We also have to stop and realize that demand fuels the market. If there weren’t people worldwide buying ivory trinkets to place around their homes, innocent creatures wouldn’t be slaughtered for their tusks.
That convinces me even more that the poachers aren’t the problem at all. It’s not likely that people all over the world will sympathize enough to stop buying ivory, so we need to go straight to the source. What if stable jobs were provided for the local villagers that would otherwise turn to poaching to make ends meet? If the African government or other organizations/companies came in and gave villagers better options that paid decently, my guess is they would take it. And if there’s no one willing to kill the elephants, then there’s no ivory to trade.
It’s probably not that simple, but it’s a thought.
The David Sheldrick Wildlife Trust doesn’t claim to be the solution to the problem either. They think of themselves as more of a holding point where some elephants are given a second chance. The trust hopes that once the world becomes a better place for elephants, there will actually be some elephants left because of their efforts.

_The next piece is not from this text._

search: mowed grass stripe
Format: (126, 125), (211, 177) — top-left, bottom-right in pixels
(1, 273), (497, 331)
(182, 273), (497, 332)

Check out their website to get more information about what they do and how you can help.
Watch Gardeners of Eden. It’s an amazing film with beautiful images of elephants. It’s graphic at times, but I think it’s important for people to see the devastation that is taking place. Gardeners of Eden is uplifting, funny, heartbreaking, hopeful and will make you want to change the world for elephants. Considering that an elephant in Africa is killed every fifteen minutes for ivory, we need more change-makers.